If this property holds, then...

#![allow(unused)]
fn main() {
let x: *const dyn Foo = std::mem::zeroed();
}

...is not insta-UB.

can-create-from-arbitrary-bits

If this property holds, then...

#![allow(unused)]
fn main() {
let x: *const dyn Foo = /* arbitrary bits */;
}

...is not insta-UB.

niche-for-dyn

Raw pointers for sized types do not presently have niches -- but under some of these proposals, vtables could potentially act as a niche, such that Option<*const dyn Foo> has the same size as *const dyn Foo. This seems like a pretty niche (no pun intended) advantage, and is not clearly desirable, but it helps to illustrate certain things.

Note that in some cases this property would be lost if we made future 'forwards compatible' changes (e.g., by moving from a more restricted variant to operations-are-ub).

Removed proposals

There were some ideas that turned out to not add value and were removed from the vtable.

sufficiently-valid-vtable

An earlier doc proposed a "sufficiently valid" vtable as the condition, where it was only legal to create a *const dyn Foo with a valid vtable, but you could not generally assume the vtable was valid. However, it was pointed out that because vtable layout is unstable, it's not clear what this "sufficiently valid" language adds.

The original intent was to prevent unsafe code authors who receive a *const dyn Foo from assuming that the vtable was valid. The fear was that if we made changes that permitted a "less than fully valid" vtable, that unsafe code would now be getting fewer guaranteese than it had before. But given that vtable layouts are unstable, the code can't do much in practice, and in any case, if we did change the requirements, we could safe that "unsafe code which doesn't say otherwise requires a fully valid vtable".

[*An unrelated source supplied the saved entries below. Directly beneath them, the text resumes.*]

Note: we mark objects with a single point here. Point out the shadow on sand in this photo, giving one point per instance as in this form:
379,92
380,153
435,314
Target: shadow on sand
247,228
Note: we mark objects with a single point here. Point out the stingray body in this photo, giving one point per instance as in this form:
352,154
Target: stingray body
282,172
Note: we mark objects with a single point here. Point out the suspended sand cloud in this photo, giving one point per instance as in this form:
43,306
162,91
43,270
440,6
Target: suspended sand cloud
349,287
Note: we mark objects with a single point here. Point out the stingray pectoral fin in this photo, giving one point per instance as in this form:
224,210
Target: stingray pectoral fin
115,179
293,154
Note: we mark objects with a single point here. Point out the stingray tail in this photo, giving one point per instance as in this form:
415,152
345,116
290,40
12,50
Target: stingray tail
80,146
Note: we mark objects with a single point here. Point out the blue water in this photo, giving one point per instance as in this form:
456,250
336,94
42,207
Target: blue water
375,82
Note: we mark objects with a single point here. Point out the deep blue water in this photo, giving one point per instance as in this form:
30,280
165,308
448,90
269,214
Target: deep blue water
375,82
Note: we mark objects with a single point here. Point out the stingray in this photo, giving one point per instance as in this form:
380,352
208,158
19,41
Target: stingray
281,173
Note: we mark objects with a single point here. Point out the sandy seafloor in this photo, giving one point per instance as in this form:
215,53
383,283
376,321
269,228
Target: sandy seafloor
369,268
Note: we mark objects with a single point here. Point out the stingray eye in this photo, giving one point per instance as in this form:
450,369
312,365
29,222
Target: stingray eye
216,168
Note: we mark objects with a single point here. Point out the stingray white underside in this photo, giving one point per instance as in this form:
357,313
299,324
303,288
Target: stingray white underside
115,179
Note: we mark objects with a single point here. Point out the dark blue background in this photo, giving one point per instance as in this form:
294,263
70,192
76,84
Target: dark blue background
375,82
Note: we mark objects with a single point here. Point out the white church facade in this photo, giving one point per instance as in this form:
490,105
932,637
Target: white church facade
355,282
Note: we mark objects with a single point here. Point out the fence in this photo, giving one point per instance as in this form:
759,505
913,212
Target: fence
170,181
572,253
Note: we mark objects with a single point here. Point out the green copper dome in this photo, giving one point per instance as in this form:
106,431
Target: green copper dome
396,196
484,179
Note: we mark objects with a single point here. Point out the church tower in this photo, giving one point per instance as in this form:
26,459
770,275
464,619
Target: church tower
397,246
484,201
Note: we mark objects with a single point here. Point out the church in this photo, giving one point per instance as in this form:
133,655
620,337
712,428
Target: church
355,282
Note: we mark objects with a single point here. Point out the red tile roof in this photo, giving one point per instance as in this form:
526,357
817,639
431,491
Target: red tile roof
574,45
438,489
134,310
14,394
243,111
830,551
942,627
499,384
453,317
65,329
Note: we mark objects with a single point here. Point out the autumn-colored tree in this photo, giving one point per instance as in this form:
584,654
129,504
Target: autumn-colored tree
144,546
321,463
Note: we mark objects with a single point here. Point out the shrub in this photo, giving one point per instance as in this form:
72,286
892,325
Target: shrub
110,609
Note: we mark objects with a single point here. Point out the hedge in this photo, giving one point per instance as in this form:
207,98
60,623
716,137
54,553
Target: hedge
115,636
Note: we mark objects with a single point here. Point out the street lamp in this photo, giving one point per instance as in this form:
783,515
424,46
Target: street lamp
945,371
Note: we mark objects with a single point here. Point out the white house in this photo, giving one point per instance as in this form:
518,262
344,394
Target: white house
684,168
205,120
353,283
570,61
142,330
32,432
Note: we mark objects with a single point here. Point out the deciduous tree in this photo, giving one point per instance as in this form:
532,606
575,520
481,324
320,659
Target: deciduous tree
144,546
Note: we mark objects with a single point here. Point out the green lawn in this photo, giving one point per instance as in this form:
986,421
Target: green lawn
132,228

Spelling out the scenarios:

  1. when I release to safe code, full validity is required, because there are safe operations that require it
  2. so if I write a safe function, I can always assume full validity on input
  3. if I write an unsafe fn, in Rust now I can assume that I get full validity (because we defined that as the invariant), but the only thing I can do with that are defined operations at present (e.g., invoke methods, etc). If in the future we define the layout, I could read data from that vtable, but since it is required to be fully valid, that seems ok. In the future, we could loosen the validity requirement, but we would say that unsafe functions must explicitly state that they accept a *const dyn with a less than fully valid vtable (in other words, we'd have "edition-like" treatment of validity invariants.

Regardless, it's not clear what kind of "less than fully valid" vtables we would accept. Some possibilities:

  • Null placeholder.
  • A "skeleton" vtable that permits upcast but has invalid methods. Feels awfully niche, not worth it.